Welkom in een wereldorde waarin vuurkracht het eerste en het laatste woord heeft.
Welkom in de akelige wereld van Vladimir Poetin en Donald Trump.
De eerste zette zijn tanden in Oekraïne en is niet van plan om zijn prooi te lossen.
Als Kiev door de knieën gaat, is dat voor Europa en het Westen een drama, zelfs een ramp.
Of Trump er ook zo over denkt, is maar de vraag. Niet alleen blokkeert hij de Amerikaanse steun aan Oekraïne, hij blijft de twijfel over zijn engagement voor de Navo oppoken.
Electorale cinema natuurlijk, maar de Europese en Belgische wapenlobby’s spinnen er wel garen bij.
Ongeacht wat Trump uitkraamt en fabuleert, als hij opnieuw president wordt, zal hij de Navo niet opdoeken.
De alliantie is zo essentieel voor de Amerikaanse economische en financiële machtspositie dat ook een ongeregeld projectiel als Trump ervoor moet plooien.
Ondertussen brengt zijn retoriek over de Europese ‘free riders’ hem stemmen op en activeert hij de Europese wapenlobby.
Meer is er niet nodig voor een nieuwe wapenwedloop.
Sowieso zal de Belgische Navo-factuur de volgende jaren stijgen, want ook België engageerde zich in 2014 om 2 procent van het bbp – 12 miljard euro – aan defensie te besteden.
Vandaag is dat iets meer dan 1,13 procent, goed voor 7 miljard euro.
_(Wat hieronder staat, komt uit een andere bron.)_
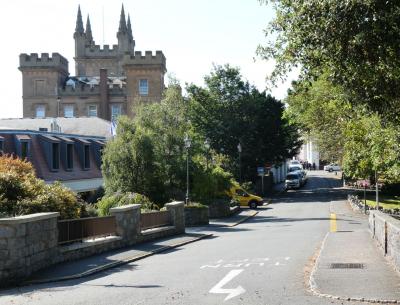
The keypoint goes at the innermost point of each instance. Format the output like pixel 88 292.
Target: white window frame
pixel 40 108
pixel 143 87
pixel 95 111
pixel 116 110
pixel 67 113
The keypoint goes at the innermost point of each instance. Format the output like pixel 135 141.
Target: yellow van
pixel 244 198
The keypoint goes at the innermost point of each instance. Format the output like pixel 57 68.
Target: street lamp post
pixel 240 162
pixel 187 146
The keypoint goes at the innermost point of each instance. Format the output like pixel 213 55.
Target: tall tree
pixel 358 41
pixel 229 111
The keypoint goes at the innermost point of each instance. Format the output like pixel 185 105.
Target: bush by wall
pixel 120 199
pixel 22 193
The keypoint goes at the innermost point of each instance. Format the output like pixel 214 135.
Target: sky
pixel 193 36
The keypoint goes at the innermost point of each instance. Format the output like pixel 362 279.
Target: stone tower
pixel 42 77
pixel 108 81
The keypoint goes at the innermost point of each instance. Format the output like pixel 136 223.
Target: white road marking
pixel 232 292
pixel 210 266
pixel 233 265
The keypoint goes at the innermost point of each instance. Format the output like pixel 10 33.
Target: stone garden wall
pixel 29 243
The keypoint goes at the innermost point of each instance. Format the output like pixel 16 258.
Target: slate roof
pixel 37 154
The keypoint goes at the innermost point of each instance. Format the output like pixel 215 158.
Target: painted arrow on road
pixel 232 292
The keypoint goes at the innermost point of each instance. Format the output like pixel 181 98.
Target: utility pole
pixel 376 190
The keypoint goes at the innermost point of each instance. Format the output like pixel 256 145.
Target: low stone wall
pixel 386 231
pixel 220 208
pixel 29 243
pixel 195 216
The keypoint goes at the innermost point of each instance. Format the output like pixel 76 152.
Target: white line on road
pixel 232 292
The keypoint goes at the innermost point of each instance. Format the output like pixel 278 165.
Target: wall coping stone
pixel 28 218
pixel 125 208
pixel 386 217
pixel 175 204
pixel 89 243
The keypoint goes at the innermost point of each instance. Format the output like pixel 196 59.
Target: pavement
pixel 111 259
pixel 358 262
pixel 281 255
Bij de vorming van de federale regering in 2019 gingen de onderhandelaars er vanuit dat de klus pas tegen 2035 geklaard moest zijn.
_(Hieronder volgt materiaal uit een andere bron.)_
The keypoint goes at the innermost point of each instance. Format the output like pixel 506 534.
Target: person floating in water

Die timing, zo klinkt het nu unisono bij de legertop, is niet langer houdbaar. Premier Alexander De Croo (Open VLD) is het daar sinds vorige week mee eens.
Al in 2029 moet de 2 procent een feit zijn.
Veel wetenschappelijk sérieux moet je achter die 2 procent niet zoeken. Het is een puur politiek cijfer, nattevingerwerk dus.
Voor bladen als The Economist is het een evidentie dat er veel meer nodig is.
Op gezag van hoge Navo-officieren komt het blad in zijn jongste editie tot de conclusie dat de Europese partners hun militaire budget op de korte termijn met de helft moeten verhogen en resoluut voor 3 procent van het bbp moeten gaan.
In Polen, de posterboy van de Navo-klas, is het al zover. Daar haalden ze vorig jaar 3,9 procent van het bbp, bijna evenveel als koploper Israël.
Die 2 procent is geen plafond, het is een opstapje naar veel meer.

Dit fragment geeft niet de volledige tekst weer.